Pour sa part, après être allé dans ses collège et lycée d’origine à Boulogne-Billancourt, Nicolas Rey, fonctionnaire européen en planification fiscale avait émis le voeu d’intervenir au lycée André Malraux car une grande partie de sa famille habite aux environs de Gaillon. Il avoue que « c’est toujours extrêmement intéressant d’échanger avec les jeunes car à Bruxelles, nous sommes un peu dans une bulle et c’est important d’avoir un retour sur ce que les gens voient de l’extérieur. » 

Laurent Houssin, proviseur, avait été sensible à ce souhait et immédiatement donné son accord. Face à un amphithéâtre rempli d’une cinquantaine de lycéen-ne-s de terminale ES et animé par des élèves de l’atelier Sciences-Po, Nicolas Rey a su donner un visage à l’Europe et la rendre moins mystérieuse. Politique de la concurrence européenne, consommation, formation… les points d’échange ont été nombreux et l’auditoire conquis, comme l’a souligné Tessa, élève de TES : « J’ai trouvé ça super sympa, j’avais hâte d’avoir une conférence comme ça. J’ai fait un bac ES exprès pour en apprendre plus sur l’économie et l’Union européenne et là, j’ai appris pas mal de choses que je ne connaissais pas. » Sentiment de satisfaction que partageait Paul Bocquet, professeur de sciences économiques et sociales : « Je m’étais dit que ce serait une bonne expérience pour les élèves de ma classe et ça l’a été ! On avait préparé quelques thèmes avec les élèves afin qu’ils tirent le maximum de cette expérience. ». Olivier Thierry, professeur qui anime l’atelier Sciences Po, rebondissait « C’est intéressant car nos élèves prennent conscience qu’ils peuvent réaliser des choses et sont reconnaissants que l’on s’intéresse à eux. Par ailleurs, je me servirai de cette intervention dans mes cours à venir. »

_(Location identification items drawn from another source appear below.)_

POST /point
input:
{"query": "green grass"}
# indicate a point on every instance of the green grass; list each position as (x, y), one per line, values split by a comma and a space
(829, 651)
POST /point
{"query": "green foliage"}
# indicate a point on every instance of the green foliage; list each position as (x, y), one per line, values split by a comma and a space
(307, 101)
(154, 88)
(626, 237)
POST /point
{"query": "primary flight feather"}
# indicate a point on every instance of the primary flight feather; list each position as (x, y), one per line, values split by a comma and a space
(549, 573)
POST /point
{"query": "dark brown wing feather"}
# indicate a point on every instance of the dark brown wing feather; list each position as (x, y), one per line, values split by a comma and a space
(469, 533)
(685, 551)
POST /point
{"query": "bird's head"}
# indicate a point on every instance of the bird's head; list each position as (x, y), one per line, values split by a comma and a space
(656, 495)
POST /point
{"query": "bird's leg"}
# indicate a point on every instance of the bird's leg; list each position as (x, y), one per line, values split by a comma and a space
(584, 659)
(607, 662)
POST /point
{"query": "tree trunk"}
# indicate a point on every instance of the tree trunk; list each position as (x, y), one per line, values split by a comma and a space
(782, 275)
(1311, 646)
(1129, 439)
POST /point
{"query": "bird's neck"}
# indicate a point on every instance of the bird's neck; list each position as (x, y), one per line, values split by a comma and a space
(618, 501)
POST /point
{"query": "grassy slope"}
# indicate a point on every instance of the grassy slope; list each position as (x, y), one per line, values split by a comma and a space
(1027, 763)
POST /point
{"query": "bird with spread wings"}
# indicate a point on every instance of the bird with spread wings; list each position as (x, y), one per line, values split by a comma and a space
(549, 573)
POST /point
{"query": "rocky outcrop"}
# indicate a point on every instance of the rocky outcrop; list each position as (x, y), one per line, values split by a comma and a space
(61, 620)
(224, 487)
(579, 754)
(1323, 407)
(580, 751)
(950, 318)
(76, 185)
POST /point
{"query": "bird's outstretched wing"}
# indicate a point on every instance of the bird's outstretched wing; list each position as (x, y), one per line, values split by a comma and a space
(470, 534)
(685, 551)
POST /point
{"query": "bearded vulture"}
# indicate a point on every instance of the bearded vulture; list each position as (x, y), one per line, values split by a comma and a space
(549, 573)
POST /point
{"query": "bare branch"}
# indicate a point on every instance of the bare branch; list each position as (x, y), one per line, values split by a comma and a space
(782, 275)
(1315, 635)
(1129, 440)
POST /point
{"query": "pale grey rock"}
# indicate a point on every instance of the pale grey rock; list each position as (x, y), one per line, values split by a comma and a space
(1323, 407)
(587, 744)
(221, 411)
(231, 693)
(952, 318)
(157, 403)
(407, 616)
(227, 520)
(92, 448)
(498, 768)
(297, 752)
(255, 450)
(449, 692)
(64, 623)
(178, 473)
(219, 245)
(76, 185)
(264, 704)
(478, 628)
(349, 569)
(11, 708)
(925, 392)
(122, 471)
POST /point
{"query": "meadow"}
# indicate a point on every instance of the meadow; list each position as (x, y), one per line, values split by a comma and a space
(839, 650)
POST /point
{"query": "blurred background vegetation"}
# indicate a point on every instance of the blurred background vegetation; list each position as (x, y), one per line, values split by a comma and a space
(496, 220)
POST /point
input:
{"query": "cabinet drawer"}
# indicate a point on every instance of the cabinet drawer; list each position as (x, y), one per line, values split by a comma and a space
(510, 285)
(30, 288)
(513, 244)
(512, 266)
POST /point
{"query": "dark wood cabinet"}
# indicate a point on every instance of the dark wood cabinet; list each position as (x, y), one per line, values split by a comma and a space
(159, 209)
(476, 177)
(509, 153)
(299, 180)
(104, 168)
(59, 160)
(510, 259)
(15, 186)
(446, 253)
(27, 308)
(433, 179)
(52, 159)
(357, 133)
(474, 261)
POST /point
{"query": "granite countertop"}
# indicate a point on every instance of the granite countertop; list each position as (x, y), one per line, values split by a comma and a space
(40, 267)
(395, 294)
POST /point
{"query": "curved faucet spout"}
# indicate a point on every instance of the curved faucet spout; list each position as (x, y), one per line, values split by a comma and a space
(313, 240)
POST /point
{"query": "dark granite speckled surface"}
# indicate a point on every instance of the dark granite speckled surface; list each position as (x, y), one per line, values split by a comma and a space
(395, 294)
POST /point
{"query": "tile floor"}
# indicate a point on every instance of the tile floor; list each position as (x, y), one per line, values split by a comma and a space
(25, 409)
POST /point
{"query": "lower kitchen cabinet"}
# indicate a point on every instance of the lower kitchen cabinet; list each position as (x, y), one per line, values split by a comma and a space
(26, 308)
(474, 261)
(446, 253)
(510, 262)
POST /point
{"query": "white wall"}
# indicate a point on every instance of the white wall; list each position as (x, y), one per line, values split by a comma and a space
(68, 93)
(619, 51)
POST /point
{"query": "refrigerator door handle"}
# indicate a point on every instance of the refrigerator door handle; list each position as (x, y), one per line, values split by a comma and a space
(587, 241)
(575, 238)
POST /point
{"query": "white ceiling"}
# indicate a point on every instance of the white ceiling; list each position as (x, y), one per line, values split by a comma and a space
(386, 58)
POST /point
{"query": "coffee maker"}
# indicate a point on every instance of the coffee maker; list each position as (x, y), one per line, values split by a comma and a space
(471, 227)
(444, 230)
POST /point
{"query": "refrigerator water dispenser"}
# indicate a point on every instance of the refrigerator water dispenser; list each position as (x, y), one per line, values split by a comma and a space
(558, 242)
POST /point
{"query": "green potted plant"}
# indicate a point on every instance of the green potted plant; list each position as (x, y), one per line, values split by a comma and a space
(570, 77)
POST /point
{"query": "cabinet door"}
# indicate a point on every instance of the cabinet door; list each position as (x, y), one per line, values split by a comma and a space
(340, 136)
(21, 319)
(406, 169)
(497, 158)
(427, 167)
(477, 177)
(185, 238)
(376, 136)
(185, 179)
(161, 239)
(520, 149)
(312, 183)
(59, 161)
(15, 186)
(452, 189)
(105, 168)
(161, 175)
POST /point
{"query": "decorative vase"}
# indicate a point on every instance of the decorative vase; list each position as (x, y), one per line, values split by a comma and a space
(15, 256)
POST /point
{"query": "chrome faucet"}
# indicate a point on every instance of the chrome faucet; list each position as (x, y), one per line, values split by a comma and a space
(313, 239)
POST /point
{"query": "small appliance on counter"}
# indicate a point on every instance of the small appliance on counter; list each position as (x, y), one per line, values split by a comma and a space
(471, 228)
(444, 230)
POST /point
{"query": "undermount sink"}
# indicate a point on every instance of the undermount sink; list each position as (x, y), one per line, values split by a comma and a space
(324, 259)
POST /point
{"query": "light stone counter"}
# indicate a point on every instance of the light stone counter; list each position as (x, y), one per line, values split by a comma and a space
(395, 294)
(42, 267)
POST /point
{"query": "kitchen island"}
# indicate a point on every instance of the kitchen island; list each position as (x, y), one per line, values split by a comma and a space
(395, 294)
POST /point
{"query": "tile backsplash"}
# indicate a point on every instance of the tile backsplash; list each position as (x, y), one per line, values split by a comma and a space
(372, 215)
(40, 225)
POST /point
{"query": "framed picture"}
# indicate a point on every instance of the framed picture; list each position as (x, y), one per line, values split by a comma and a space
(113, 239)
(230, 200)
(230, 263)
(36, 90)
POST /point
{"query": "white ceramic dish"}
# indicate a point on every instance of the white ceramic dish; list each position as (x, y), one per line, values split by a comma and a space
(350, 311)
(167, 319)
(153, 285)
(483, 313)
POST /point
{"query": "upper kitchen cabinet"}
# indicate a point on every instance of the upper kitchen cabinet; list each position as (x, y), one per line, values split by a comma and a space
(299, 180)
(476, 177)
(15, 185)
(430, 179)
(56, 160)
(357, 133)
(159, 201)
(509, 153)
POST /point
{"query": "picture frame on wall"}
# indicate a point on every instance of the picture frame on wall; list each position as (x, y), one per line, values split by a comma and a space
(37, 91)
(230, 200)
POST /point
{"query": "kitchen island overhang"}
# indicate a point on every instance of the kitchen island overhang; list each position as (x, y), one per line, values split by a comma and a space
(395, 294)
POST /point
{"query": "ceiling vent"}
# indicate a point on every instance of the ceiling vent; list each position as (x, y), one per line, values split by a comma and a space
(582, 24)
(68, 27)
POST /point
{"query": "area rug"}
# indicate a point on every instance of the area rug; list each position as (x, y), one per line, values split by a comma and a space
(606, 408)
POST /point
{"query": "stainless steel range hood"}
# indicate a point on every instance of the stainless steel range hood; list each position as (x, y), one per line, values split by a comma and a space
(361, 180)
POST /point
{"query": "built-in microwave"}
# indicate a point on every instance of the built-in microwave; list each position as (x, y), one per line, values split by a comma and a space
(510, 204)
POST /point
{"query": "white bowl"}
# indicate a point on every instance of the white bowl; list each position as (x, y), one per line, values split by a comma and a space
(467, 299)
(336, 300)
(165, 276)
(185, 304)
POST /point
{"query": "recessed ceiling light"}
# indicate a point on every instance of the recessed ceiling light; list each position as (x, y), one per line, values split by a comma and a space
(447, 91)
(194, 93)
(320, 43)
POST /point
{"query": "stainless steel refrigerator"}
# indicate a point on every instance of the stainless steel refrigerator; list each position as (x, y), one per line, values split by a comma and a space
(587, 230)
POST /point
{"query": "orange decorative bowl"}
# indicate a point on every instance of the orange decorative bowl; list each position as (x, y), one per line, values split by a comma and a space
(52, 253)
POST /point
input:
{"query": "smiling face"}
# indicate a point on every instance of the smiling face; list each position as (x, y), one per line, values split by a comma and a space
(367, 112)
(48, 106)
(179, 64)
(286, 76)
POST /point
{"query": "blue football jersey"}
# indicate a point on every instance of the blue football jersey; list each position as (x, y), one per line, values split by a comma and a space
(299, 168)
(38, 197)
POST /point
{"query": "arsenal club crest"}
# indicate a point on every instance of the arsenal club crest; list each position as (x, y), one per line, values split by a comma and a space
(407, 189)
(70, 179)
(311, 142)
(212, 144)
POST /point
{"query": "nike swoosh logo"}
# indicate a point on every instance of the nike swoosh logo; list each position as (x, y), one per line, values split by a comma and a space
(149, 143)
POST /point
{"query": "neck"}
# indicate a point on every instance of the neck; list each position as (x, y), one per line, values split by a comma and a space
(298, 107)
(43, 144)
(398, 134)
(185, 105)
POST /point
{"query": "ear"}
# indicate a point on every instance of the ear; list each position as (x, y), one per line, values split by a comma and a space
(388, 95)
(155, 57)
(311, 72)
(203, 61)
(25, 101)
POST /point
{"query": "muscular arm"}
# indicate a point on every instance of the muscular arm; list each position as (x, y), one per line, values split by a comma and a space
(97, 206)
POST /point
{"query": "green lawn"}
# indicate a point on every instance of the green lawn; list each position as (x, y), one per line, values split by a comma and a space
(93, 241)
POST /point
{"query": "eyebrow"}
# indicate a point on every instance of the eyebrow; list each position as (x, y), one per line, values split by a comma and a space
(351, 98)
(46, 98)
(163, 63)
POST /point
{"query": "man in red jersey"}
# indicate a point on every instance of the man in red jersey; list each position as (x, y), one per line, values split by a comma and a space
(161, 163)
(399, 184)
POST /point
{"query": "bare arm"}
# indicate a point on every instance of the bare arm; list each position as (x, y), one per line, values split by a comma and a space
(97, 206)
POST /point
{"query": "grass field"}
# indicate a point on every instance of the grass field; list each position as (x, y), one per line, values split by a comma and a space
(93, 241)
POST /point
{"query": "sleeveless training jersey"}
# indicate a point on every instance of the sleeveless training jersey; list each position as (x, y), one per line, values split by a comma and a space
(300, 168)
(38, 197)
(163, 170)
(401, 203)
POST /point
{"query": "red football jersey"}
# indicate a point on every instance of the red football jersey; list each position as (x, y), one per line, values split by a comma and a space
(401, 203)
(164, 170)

Chef-fe-s d’établissement et enseignant-e-s se sont par ailleurs félicité-e-s de ces moments de partage. Pour ces dernier-e-s, c’était une façon de montrer des exemples concrets à partir d’une expérience vécue et de donner des objectifs à leurs élèves (pourquoi pas moi ?) ainsi que d’illustrer leurs cours d’histoire, géographie ou économie pour ne nommer que ces disciplines.